Monday, June 27, 2016

Somebody's gonna be happy come November

Does it matter whether Hillary or Trump becomes President? (Sort of. Also Trump will not become President even though a lot of Hillary people are pretending there is a big scary threat of that happening.) It sure doesn't matter to some people.
The prospective Ryan-Schumer deal doesn’t have many details. But it would change the law so that profits earned by U.S. multinationals overseas, including the $2.4 trillion overseas now, would be taxed whether or not they were brought back to the U.S. — while also radically reducing the tax rate on those overseas profits. This would essentially make the 2004 tax holiday permanent. That’s why Sen. Elizabeth Warren, D-Mass., has called such plans “a giant wet kiss for the tax dodgers.”
Trump’s official tax plan would do exactly the same thing. His ally, billionaire corporate raider Carl Icahn, has pledged to fund a Super PAC with $150 million to make it happen.

In the short run, both Trump’s plan and the Ryan-Schumer framework would provide a burst of tax revenue from the money collected on the $2.4 trillion currently overseas. In the long run they would significantly reduce U.S. taxes on multinationals.
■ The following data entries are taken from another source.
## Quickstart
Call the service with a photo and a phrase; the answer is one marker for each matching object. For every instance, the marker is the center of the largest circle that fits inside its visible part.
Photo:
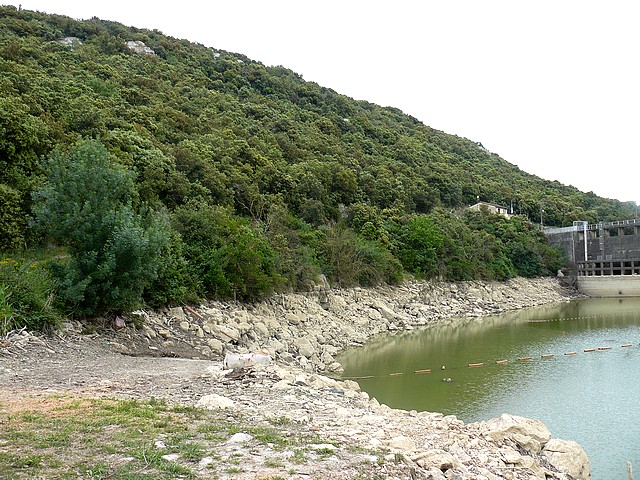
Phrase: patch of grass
(69, 438)
(299, 456)
(281, 421)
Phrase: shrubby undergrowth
(199, 173)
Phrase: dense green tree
(86, 205)
(268, 180)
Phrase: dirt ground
(40, 373)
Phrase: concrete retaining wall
(610, 286)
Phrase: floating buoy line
(546, 356)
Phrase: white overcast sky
(552, 86)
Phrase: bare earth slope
(353, 436)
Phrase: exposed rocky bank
(303, 332)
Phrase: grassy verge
(64, 437)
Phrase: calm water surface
(590, 397)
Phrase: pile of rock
(307, 330)
(432, 445)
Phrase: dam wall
(603, 257)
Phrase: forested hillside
(179, 171)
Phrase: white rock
(402, 443)
(530, 434)
(323, 446)
(437, 458)
(569, 457)
(215, 402)
(305, 347)
(240, 438)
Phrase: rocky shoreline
(307, 330)
(303, 332)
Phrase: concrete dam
(604, 257)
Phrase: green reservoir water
(590, 397)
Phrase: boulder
(436, 458)
(402, 443)
(215, 402)
(305, 347)
(226, 333)
(530, 434)
(568, 457)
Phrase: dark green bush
(27, 296)
(86, 204)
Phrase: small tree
(86, 204)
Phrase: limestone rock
(177, 312)
(305, 347)
(402, 443)
(240, 438)
(215, 345)
(530, 434)
(215, 402)
(569, 457)
(226, 333)
(436, 458)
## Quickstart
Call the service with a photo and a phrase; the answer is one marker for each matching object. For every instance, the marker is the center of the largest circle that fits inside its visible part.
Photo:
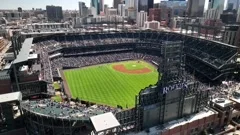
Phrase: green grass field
(102, 84)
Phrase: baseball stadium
(142, 78)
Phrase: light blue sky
(29, 4)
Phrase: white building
(152, 25)
(129, 3)
(83, 10)
(141, 18)
(111, 11)
(238, 15)
(132, 13)
(121, 9)
(101, 19)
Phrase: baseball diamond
(124, 80)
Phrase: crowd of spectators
(225, 90)
(66, 109)
(82, 61)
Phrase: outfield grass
(103, 85)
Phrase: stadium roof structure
(24, 52)
(9, 97)
(104, 122)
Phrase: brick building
(160, 14)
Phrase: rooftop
(222, 102)
(104, 122)
(176, 123)
(14, 96)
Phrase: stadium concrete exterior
(176, 95)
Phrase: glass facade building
(144, 5)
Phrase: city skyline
(65, 4)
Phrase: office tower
(121, 9)
(54, 13)
(129, 3)
(238, 16)
(95, 7)
(19, 9)
(154, 14)
(116, 2)
(144, 5)
(101, 5)
(197, 8)
(105, 8)
(83, 10)
(141, 18)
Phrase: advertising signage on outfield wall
(173, 87)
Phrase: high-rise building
(230, 34)
(121, 9)
(54, 13)
(105, 8)
(132, 13)
(101, 5)
(238, 16)
(129, 3)
(152, 25)
(154, 14)
(234, 3)
(95, 10)
(218, 4)
(197, 8)
(83, 10)
(116, 2)
(141, 18)
(19, 9)
(111, 12)
(144, 5)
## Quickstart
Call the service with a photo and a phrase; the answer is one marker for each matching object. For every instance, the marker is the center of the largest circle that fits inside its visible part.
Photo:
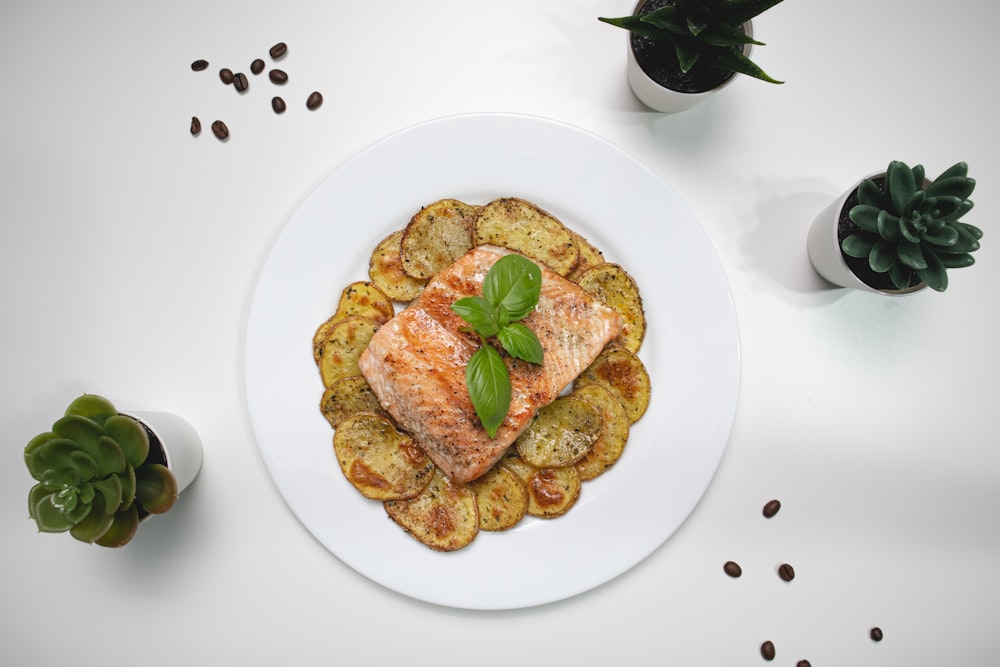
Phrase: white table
(131, 250)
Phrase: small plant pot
(178, 443)
(829, 261)
(660, 84)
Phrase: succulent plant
(910, 227)
(95, 477)
(704, 33)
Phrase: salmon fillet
(415, 363)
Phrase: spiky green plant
(93, 476)
(909, 230)
(704, 33)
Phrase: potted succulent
(896, 232)
(99, 472)
(682, 51)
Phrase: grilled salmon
(415, 363)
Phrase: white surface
(131, 250)
(691, 353)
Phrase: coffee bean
(220, 130)
(278, 50)
(771, 508)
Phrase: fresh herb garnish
(510, 292)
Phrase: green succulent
(704, 33)
(908, 230)
(93, 476)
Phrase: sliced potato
(385, 268)
(561, 433)
(344, 344)
(625, 375)
(380, 461)
(443, 516)
(610, 444)
(590, 256)
(502, 499)
(551, 491)
(361, 298)
(614, 286)
(436, 236)
(347, 397)
(522, 226)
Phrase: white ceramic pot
(661, 98)
(823, 246)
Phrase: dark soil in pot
(659, 61)
(859, 266)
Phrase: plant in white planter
(681, 51)
(897, 231)
(99, 472)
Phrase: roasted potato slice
(344, 344)
(363, 299)
(380, 461)
(436, 236)
(385, 268)
(590, 256)
(614, 286)
(551, 491)
(522, 226)
(608, 447)
(561, 433)
(502, 499)
(443, 516)
(625, 375)
(347, 397)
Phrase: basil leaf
(478, 312)
(513, 283)
(521, 342)
(488, 382)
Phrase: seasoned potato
(436, 236)
(344, 344)
(522, 226)
(347, 397)
(561, 433)
(551, 491)
(590, 256)
(625, 375)
(380, 461)
(610, 444)
(502, 499)
(443, 516)
(611, 284)
(363, 299)
(385, 268)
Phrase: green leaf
(521, 342)
(488, 382)
(514, 283)
(130, 436)
(93, 407)
(478, 312)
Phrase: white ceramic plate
(691, 352)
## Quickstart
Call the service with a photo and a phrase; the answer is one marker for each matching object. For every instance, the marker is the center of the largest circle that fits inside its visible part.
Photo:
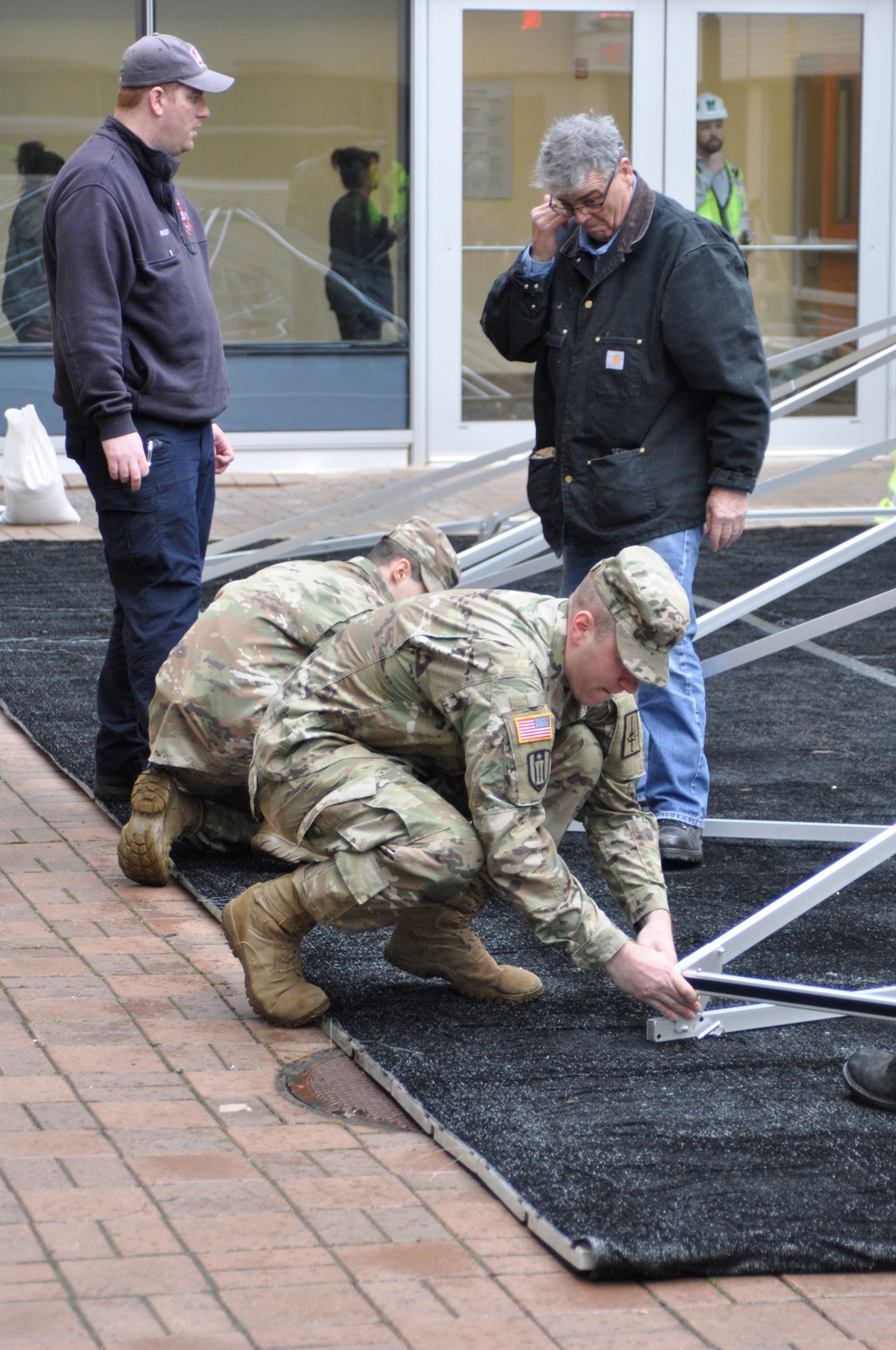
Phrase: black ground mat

They would also, if they instituted lower tax rates for overseas profits than for those earned in the U.S., provide an even greater incentive for big corporations to use accounting shenanigans to appear to “earn” profits in other countries.

But how do we know this is what Clinton was talking about?

According to her platform, she will pay for increased infrastructure spending via some unspecified “business tax reform.” Despite promises back in December that she “will have more to say on her vision” about business tax reform, she’s been curiously silent.

However, when she met with the New York Daily News editorial board in April, she explained that the source of the infrastructure money “may be repatriation.”

Then there’s her statement this week that her infrastructure bank would “will bring private sector dollars off the sidelines and put them to work here.” That phrase — bringing corporate money “off the sidelines” — is a favorite of both Democratic and Republican elites to describe slashing the tax rate on overseas profits. For instance, Sen. Marco Rubio, R-Fla., used it in a Wall Street Journal op-ed, as did economists writing for the New America Foundation, a liberal think tank.

That’s why Clinton can honestly predict that she will “break through the dysfunction in Washington” and “work with both parties.” Both parties want to deliver a massive tax cut to their huge corporate patrons.